Are you the reason your students aren’t engaging the crisis?
I was quite the hypocrite in college. In my four years at Baylor University, I could have counted on one hand the number of times I read the newspaper about events happening in my city, our nation, or the nations of the earth.
I was an International Studies major that had absolutely no idea what was happening outside of my social bubble and class schedule. Despite my disconnect with the newspaper headlines, I have been drawn to the greater story God is writing with every tribe, tongue, nation, and people since late high school.
I was bitten by the “nations bug” the summer after high school graduation when I went on my first international mission trip to Niger, Africa. Coming to Baylor as a freshman, I was blessed to connect with a church that had a passion for Jesus.
Within the college ministry, I was motivated and mobilized to travel to various nations every summer. I shared Jesus with people in Haiti, Uganda, India, South Africa, Mexico, and Indonesia. With every new continent, country, and culture, I fell more in love with God’s heart for the nations and his desire to draw men and women of all tribes and tongues to himself.

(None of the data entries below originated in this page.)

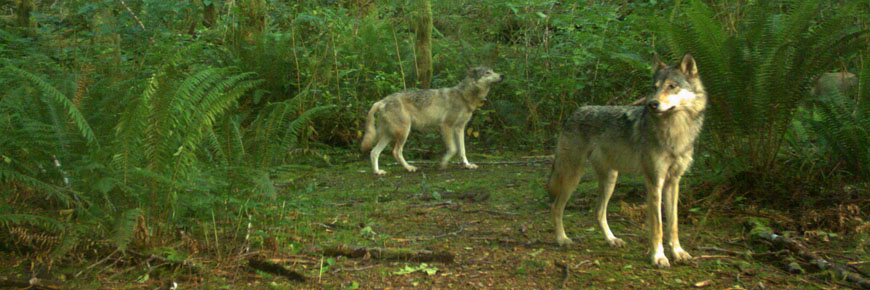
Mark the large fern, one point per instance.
(757, 75)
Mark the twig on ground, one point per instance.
(395, 254)
(799, 249)
(276, 269)
(421, 238)
(566, 273)
(437, 204)
(732, 252)
(181, 263)
(524, 162)
(103, 260)
(490, 211)
(33, 283)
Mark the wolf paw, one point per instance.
(564, 241)
(681, 255)
(616, 243)
(661, 262)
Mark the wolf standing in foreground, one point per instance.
(656, 140)
(445, 109)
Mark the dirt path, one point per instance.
(495, 221)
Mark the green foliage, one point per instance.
(758, 72)
(151, 119)
(844, 128)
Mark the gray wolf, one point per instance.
(447, 110)
(655, 139)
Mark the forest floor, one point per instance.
(487, 228)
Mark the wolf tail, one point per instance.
(371, 134)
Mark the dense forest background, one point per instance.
(124, 121)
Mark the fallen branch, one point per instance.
(526, 162)
(276, 269)
(33, 283)
(393, 254)
(515, 242)
(731, 252)
(437, 204)
(799, 249)
(181, 263)
(490, 211)
(421, 238)
(566, 273)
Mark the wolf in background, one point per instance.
(656, 140)
(445, 109)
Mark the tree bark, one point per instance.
(423, 44)
(209, 13)
(23, 19)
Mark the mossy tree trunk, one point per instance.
(209, 13)
(423, 44)
(23, 19)
(252, 18)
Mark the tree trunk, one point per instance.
(23, 19)
(423, 45)
(253, 18)
(209, 13)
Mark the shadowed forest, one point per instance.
(215, 144)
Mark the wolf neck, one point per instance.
(677, 131)
(471, 93)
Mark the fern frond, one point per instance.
(58, 98)
(7, 220)
(125, 227)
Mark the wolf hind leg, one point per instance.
(670, 200)
(606, 183)
(567, 170)
(401, 135)
(383, 140)
(448, 134)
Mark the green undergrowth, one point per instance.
(494, 220)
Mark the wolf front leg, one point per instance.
(460, 137)
(671, 199)
(654, 220)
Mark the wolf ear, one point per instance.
(658, 64)
(688, 66)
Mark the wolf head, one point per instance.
(678, 88)
(484, 75)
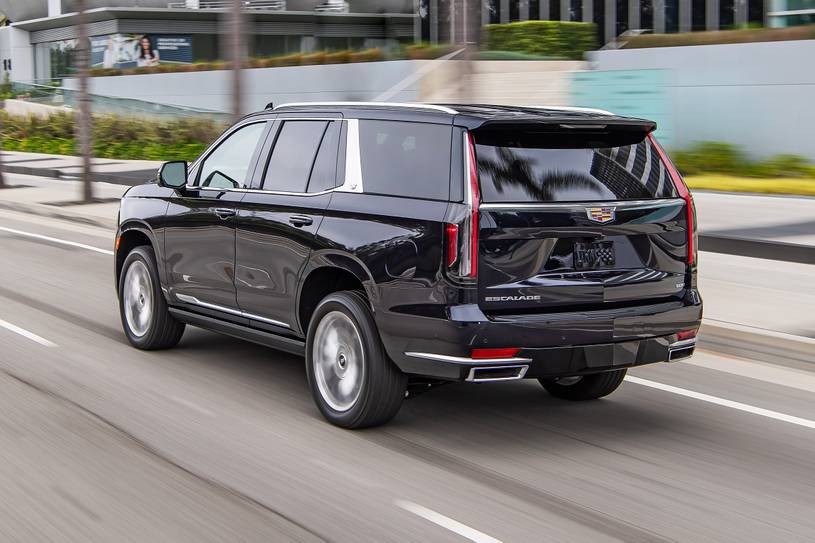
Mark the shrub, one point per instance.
(545, 38)
(710, 157)
(113, 136)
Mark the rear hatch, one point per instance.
(577, 218)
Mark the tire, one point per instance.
(588, 387)
(354, 383)
(146, 321)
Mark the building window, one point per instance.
(671, 16)
(575, 10)
(726, 15)
(622, 16)
(646, 14)
(698, 16)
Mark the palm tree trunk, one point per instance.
(237, 46)
(85, 120)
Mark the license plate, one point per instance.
(593, 255)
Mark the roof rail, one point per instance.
(416, 105)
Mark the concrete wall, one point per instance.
(757, 95)
(512, 82)
(211, 90)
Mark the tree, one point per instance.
(237, 43)
(85, 120)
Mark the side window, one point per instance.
(405, 158)
(293, 156)
(228, 165)
(324, 172)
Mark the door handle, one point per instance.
(225, 213)
(301, 220)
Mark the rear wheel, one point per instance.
(584, 387)
(354, 383)
(142, 307)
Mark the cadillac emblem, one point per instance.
(601, 214)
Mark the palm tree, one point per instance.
(237, 52)
(85, 120)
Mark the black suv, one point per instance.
(403, 246)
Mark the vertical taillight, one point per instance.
(684, 193)
(472, 198)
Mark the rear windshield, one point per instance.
(519, 168)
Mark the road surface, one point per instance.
(218, 440)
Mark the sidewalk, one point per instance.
(106, 170)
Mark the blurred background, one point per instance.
(218, 440)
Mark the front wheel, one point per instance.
(584, 387)
(354, 383)
(146, 320)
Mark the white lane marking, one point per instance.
(193, 406)
(57, 240)
(26, 334)
(446, 522)
(806, 423)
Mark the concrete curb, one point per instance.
(746, 341)
(43, 210)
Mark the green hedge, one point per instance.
(712, 157)
(545, 38)
(124, 138)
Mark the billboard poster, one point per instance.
(138, 50)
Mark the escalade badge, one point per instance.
(601, 214)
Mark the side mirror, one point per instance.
(173, 174)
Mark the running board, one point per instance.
(289, 345)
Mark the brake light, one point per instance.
(452, 244)
(684, 193)
(481, 354)
(472, 199)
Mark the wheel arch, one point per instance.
(329, 272)
(133, 234)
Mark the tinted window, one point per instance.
(324, 172)
(405, 159)
(516, 169)
(293, 155)
(228, 165)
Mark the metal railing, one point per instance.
(270, 5)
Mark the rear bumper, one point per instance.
(553, 361)
(552, 345)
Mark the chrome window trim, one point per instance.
(186, 298)
(416, 105)
(522, 369)
(625, 204)
(354, 184)
(211, 149)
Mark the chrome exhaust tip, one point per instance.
(497, 373)
(681, 349)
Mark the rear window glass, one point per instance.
(405, 159)
(523, 170)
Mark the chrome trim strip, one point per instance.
(467, 360)
(471, 377)
(630, 204)
(186, 298)
(416, 105)
(353, 160)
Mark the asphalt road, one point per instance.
(218, 440)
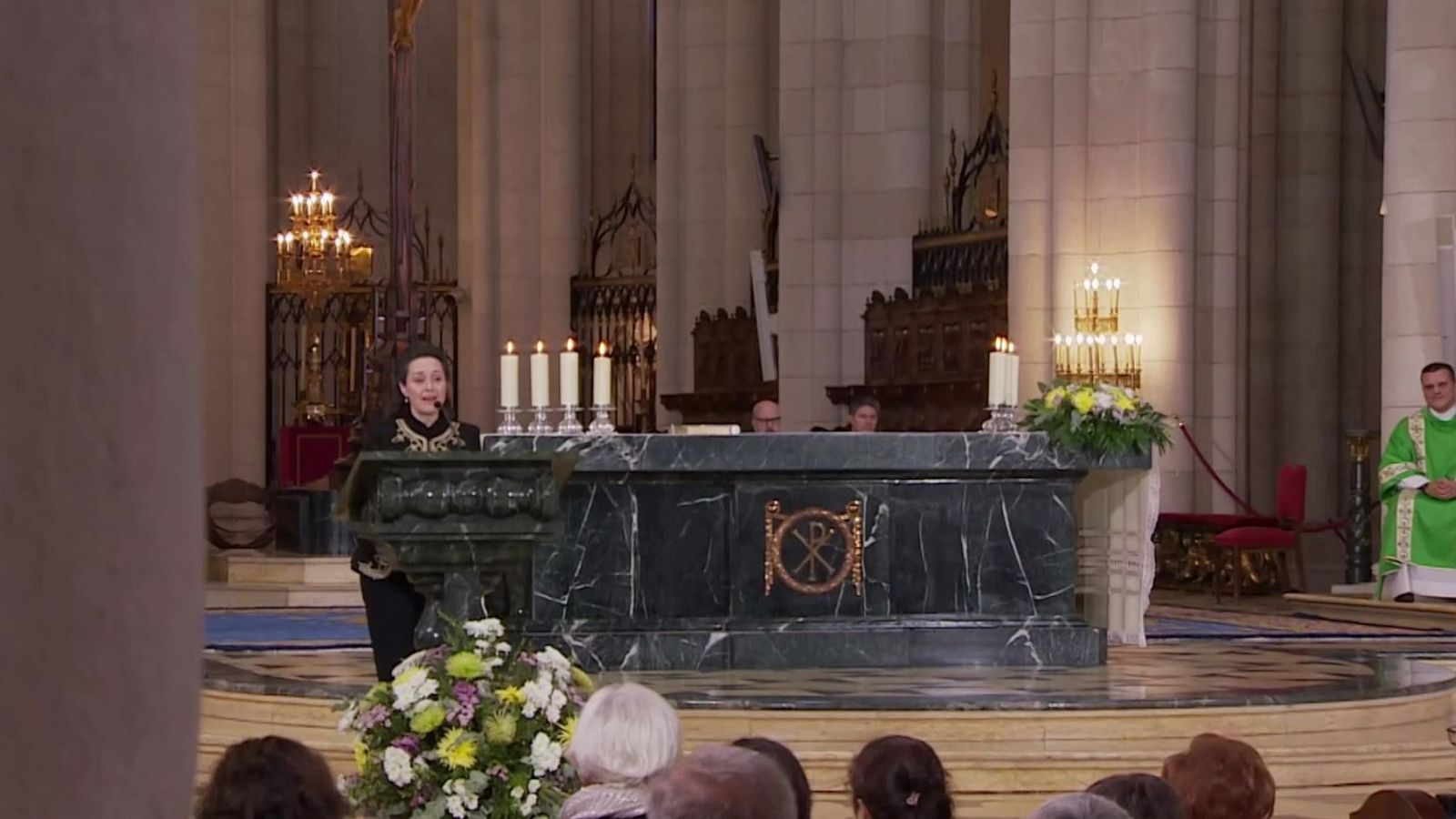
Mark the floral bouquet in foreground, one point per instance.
(1098, 420)
(470, 729)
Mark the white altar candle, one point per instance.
(541, 375)
(602, 376)
(570, 375)
(510, 378)
(1012, 382)
(996, 373)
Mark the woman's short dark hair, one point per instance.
(900, 777)
(271, 778)
(793, 770)
(1143, 796)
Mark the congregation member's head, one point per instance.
(723, 782)
(899, 777)
(1079, 806)
(273, 777)
(791, 767)
(864, 414)
(1142, 796)
(766, 417)
(1222, 778)
(1439, 385)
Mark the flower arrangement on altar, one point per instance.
(1098, 419)
(470, 729)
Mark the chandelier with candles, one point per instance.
(317, 258)
(1098, 351)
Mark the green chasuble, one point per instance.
(1419, 532)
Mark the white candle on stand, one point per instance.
(541, 376)
(996, 373)
(602, 376)
(570, 375)
(1011, 382)
(510, 378)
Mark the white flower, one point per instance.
(410, 662)
(488, 629)
(545, 753)
(397, 767)
(412, 687)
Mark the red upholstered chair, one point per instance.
(1283, 540)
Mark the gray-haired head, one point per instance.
(723, 782)
(626, 733)
(1079, 806)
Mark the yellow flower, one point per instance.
(500, 727)
(427, 720)
(1082, 401)
(458, 749)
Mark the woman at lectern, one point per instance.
(419, 423)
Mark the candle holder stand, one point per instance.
(539, 424)
(510, 423)
(1002, 420)
(570, 424)
(602, 420)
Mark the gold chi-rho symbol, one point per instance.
(810, 535)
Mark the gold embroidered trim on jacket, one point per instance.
(415, 442)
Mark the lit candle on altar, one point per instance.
(996, 373)
(541, 376)
(602, 376)
(1012, 382)
(570, 375)
(510, 378)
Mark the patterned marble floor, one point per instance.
(1178, 675)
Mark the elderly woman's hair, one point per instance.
(723, 782)
(791, 767)
(625, 734)
(273, 777)
(1079, 806)
(1143, 796)
(1222, 778)
(900, 777)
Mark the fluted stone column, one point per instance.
(101, 490)
(713, 98)
(521, 186)
(233, 145)
(1420, 186)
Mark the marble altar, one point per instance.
(885, 550)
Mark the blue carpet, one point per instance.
(262, 630)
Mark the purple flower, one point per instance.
(373, 717)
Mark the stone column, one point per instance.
(1420, 184)
(713, 98)
(101, 491)
(233, 145)
(521, 181)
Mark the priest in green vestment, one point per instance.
(1419, 490)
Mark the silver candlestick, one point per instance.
(510, 423)
(570, 424)
(539, 424)
(602, 421)
(1002, 420)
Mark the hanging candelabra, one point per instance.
(1098, 350)
(317, 258)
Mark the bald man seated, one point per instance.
(766, 417)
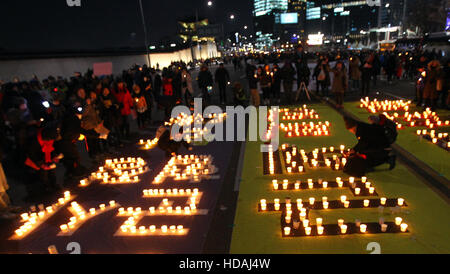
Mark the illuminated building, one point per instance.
(267, 19)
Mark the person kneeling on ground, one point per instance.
(167, 144)
(372, 149)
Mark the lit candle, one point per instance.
(308, 230)
(319, 221)
(305, 223)
(403, 227)
(288, 219)
(320, 230)
(363, 228)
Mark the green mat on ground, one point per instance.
(255, 232)
(429, 153)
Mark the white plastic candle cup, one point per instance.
(320, 230)
(403, 227)
(287, 230)
(305, 223)
(319, 221)
(308, 230)
(363, 228)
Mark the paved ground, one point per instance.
(215, 233)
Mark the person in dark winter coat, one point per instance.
(222, 78)
(322, 76)
(276, 83)
(340, 83)
(70, 133)
(366, 75)
(167, 144)
(371, 150)
(288, 74)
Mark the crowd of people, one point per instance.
(43, 120)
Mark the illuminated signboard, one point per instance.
(315, 39)
(289, 18)
(313, 13)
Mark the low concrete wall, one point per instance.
(65, 67)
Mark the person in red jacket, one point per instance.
(123, 96)
(41, 160)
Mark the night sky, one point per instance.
(51, 25)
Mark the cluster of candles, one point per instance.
(386, 105)
(427, 118)
(185, 121)
(325, 202)
(34, 219)
(271, 161)
(187, 167)
(435, 138)
(298, 113)
(291, 165)
(121, 171)
(81, 215)
(164, 209)
(306, 129)
(148, 144)
(130, 227)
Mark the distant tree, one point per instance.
(427, 15)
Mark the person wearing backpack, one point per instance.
(322, 75)
(372, 149)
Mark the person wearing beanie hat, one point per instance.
(371, 149)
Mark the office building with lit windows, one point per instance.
(267, 19)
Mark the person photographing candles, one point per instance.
(167, 144)
(372, 149)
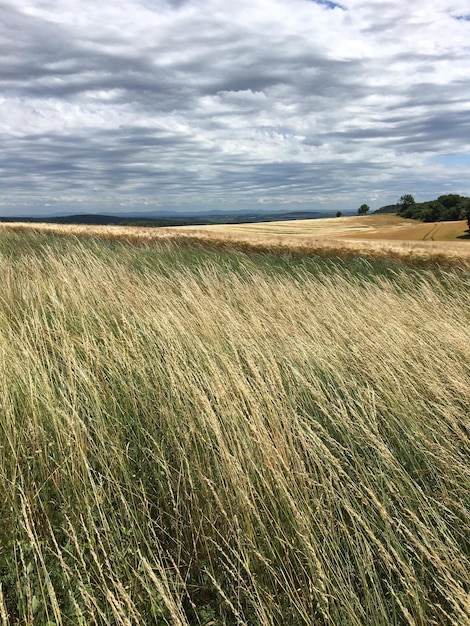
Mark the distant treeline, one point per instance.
(449, 207)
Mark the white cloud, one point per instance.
(185, 103)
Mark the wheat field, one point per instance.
(370, 236)
(195, 436)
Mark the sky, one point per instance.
(249, 105)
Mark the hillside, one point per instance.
(197, 437)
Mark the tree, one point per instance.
(406, 202)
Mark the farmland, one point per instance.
(266, 434)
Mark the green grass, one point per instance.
(192, 436)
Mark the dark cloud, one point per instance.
(190, 104)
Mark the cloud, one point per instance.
(190, 104)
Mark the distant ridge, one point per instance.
(169, 219)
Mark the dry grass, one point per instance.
(191, 437)
(374, 236)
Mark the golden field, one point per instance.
(193, 436)
(373, 236)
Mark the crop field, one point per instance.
(195, 435)
(372, 236)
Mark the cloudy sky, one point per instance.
(192, 105)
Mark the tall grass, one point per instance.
(197, 437)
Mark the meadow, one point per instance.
(195, 435)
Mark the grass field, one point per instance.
(191, 436)
(374, 236)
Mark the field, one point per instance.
(371, 236)
(192, 435)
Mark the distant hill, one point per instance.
(448, 208)
(389, 208)
(169, 219)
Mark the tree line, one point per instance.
(445, 208)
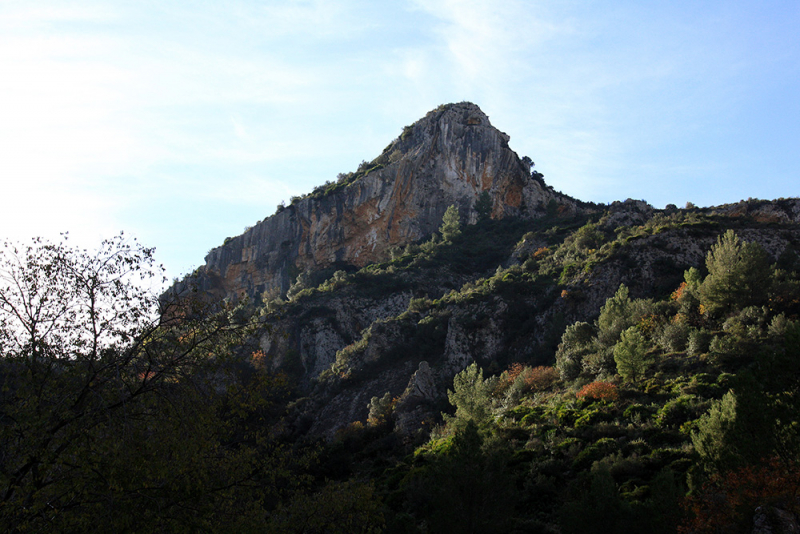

Of all the trips, each pale in comparison to the 11-day adventure in Eastern Europe along the migrant trail of the refugees pouring out of Syria.
Along the eight-country route, from the coast of Turkey to the northern borders of Germany, the situation is beyond description. The only comparison I can think of is the biblical exodus of the Israelites from Egypt.
An estimated 710,000 refugees from Syria, Afghanistan, Pakistan, Iraq, Iran, Lebanon, Ethiopia, Eritrea and others have fled their homes because of civil war, violence, and extreme poverty. They’re crossing into Europe in hopes of reaching their “promised land” of Germany, Sweden or other European nations.
Needs along the route abound as winter sets in and there are not enough volunteers or aid to provide for the physical well-being of these desperate, weary, and hurting families. Bottlenecks have formed at various border-crossings, processing centers, and refugee camps that do not have the capacity or capabilities to provide transportation, accommodations, or care.
The Middle East has been considered closed and largely unreached with the Gospel, but as massive populations empty into an easily accessible continent the Church should get excited to introduce Jesus in the midst of this crisis. Young, zealous, faith-filled, and free of the many responsibilities that tie down families, college students are the perfect candidates to engage this crisis. It only takes one encounter with the Spirit of God to push our students towards this goal, but they need to be equipped and mobilized by the local church to engage the crisis now. They need help getting their boots on the ground, holding a blanket in their hand, and offering new life to all who are seeking.
We realized that most of our students are much like me in college—unaware and un-engaged in what is really happening on the other side of the globe. We needed to inform them with a kingdom perspective, not just what they find on the news channels. They needed to hear that they can join Jesus in writing history today across the continent of Europe.
We knew that if they understood more of the situation that they would jump at the chance to be a part. So at our college service, I spoke about our 11-day assessment trip in an effort to inform and invite our students to engage the Syrian refugee crisis. I read from Matthew 9:36-38 where Jesus saw the crowds and had compassion on them, for they were harassed and helpless, like sheep without a shepherd. He told his disciples to pray for more laborers to be sent out into the harvest. Through different stories and photos, I shared this same message: crowds who are harassed and helpless, like sheep without a shepherd along the migrant route of Eastern Europe, and a great God who invites us to both pray for and to be the laborers He sends.
By the end of the message, the students were wrecked. Some were crying while others were on their knees with hands lifted, believing God will intervene in the Middle East and Eastern Europe. Several ran to me as soon as I walked off the stage to tell me that they had to go help…as soon as possible!
These students are ready to go now—but they need you to lead them.
I’m challenging every college leader in America to get your people praying for this crisis and to consider abandoning whatever mission trip plans you have in the next 12 months. If you don’t have a mission trip planned, Eastern Europe can be your destination. History will judge us as to how we handled this crisis and this window is a small yet vital one. The time is now.
Let’s pave the way in intercession and find a time to go, no matter what it takes. The students are ready—but will the leaders lead?